フローベールの面白さを忘れてはいませんか?

感情教育(上)

感情教育(上)

フローベール    
太田浩一  訳   

19世紀フランス恋愛小説の最高傑作、待望の新訳!

作品

二月革命前夜の19世紀パリ。人妻への一途な想いと 高級娼婦との官能的恋愛。打算に満ちた上流階級夫人への接近......。アンビバレントな恋愛感情に揺れ動く青年の精神を、激動する時代とともに描いた青春小説の最高傑作。『ボヴァリー夫人』と並ぶフローベールの代表作を流麗かつ優美な新訳で贈る。


物語

法律を学ぶためパリに出た青年フレデリックは、帰郷の船上で美しい人妻アルヌー夫人に心奪われる。パリでの再会後、美術商の夫の店や社交界に出入りし、夫人の気を惹こうとするのだが......。
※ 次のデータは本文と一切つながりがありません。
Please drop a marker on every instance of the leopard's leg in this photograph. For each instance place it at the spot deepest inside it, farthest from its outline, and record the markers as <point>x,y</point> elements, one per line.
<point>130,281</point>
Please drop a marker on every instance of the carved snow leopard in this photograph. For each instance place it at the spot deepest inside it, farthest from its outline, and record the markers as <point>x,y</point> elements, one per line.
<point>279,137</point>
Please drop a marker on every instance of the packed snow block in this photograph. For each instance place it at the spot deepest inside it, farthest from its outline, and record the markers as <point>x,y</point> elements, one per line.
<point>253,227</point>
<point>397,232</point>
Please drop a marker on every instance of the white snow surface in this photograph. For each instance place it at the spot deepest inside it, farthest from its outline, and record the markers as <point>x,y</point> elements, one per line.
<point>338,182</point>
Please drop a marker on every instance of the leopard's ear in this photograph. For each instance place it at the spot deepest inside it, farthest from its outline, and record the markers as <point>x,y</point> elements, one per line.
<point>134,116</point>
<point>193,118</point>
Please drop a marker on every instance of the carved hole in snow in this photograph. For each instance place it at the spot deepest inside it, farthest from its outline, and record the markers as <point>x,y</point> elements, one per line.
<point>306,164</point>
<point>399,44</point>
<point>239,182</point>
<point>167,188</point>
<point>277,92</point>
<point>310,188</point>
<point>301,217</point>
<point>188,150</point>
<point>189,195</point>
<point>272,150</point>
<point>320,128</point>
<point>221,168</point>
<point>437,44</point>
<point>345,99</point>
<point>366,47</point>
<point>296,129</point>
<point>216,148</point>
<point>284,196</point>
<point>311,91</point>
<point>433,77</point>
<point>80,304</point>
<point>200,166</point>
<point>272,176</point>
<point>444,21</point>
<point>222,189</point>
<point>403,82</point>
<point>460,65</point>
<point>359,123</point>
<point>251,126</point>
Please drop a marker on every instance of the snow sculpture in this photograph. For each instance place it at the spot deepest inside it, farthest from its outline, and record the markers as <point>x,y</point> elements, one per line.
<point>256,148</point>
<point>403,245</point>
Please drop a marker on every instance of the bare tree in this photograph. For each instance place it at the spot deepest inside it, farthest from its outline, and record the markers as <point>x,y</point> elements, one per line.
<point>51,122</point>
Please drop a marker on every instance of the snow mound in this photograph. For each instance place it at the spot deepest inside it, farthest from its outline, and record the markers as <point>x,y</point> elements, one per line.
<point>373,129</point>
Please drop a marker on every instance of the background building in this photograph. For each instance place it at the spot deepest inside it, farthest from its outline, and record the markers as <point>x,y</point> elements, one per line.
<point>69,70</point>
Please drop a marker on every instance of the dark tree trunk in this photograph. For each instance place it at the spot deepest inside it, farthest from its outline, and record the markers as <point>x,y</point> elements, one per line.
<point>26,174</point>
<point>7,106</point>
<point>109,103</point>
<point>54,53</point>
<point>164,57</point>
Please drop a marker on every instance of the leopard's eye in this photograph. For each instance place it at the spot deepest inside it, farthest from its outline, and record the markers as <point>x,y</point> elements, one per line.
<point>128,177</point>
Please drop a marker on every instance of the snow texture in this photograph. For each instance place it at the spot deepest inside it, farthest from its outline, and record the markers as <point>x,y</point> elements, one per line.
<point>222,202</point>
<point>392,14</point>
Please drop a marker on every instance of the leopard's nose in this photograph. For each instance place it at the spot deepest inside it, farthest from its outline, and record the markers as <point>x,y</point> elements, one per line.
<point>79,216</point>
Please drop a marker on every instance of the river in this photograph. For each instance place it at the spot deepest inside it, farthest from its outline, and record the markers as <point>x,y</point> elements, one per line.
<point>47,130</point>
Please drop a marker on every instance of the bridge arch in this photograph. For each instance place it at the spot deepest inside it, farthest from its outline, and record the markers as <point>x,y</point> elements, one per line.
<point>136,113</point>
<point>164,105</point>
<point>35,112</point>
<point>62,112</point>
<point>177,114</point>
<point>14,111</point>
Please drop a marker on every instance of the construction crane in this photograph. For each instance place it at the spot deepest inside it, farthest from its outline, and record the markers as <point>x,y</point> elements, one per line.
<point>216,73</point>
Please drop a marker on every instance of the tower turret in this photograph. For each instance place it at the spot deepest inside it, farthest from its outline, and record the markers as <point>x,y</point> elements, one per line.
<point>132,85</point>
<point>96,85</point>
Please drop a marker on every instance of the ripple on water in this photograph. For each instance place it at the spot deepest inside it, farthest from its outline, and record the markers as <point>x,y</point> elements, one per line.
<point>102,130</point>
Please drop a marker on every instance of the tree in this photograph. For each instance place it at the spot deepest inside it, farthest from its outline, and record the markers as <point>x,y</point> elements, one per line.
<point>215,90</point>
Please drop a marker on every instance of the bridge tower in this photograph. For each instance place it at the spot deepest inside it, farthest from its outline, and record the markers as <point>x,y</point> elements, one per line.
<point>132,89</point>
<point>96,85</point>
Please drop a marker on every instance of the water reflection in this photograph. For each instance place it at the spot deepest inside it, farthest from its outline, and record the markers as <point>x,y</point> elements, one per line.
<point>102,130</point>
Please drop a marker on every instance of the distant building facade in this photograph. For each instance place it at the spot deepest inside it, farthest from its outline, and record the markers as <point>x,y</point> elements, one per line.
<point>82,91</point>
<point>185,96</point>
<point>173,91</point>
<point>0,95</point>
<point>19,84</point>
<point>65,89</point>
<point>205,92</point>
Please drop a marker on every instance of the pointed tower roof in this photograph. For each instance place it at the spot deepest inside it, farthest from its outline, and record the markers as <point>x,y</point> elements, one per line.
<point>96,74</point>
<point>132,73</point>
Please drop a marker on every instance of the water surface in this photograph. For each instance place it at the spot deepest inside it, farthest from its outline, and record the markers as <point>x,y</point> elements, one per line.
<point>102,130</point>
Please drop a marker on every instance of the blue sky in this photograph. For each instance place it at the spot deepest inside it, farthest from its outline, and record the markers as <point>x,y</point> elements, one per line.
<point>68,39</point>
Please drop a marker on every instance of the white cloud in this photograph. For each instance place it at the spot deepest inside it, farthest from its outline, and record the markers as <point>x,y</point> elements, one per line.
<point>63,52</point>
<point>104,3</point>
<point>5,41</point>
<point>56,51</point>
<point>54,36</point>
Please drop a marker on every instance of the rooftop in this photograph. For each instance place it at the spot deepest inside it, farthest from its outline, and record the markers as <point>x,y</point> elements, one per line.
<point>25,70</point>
二月革命前後のパリで夢見がちに生きる青年と、彼をとりまく4人の女性の物語。


〈あとがきのあとがき〉フローベールの現代性と失われたパリ/『感情教育』の訳者・ 太田浩一さんに聞く
〈あとがきのあとがき〉ヒーローなき世代の作家フローベールの「歴史+恋愛」小説 /『感情教育』の訳者・ 太田浩一さんに聞く
ギュスターヴ・フローベール    Gustave Flaubert
[ 1821 - 1880 ]    フランスの小説家。ルーアンで外科医の息子として生まれる。大学でははじめ法律を学ぶが性に合わず、創作活動に向かう。1857年、4年半をかけて書き上げたデビュー作『ボヴァリー夫人』が、訴訟事件が起きたという宣伝効果もあってか大ベストセラーになり、作家としての地位を確立した。1869年に自伝的な作品『感情教育』を発表したが、売れ行きはともかく、世評は芳しくなかった。晩年は長編『ブヴァールとベキュシェ』に精力をつぎ込んだが、完成を見ずして1880年、自宅で死去。身近な題材を精緻に客観描写するフローベールの手法は、その後のゾラ、モーパッサンらに影響を与えた。他の作品に『サラムボー』『三つの物語』などがある。
[訳者] 太田浩一    Kouichi Ota
フランス文学翻訳家。中央大学兼任講師。訳書に『感情教育』『三つの物語』(ともにフローベール)、『モーパッサン傑作選』『ロックの娘』(ともにモーパッサン)、『ルルージュ事件』(ガボリオ)、『ミステリ文学』(ヴァノンシニ)などがある。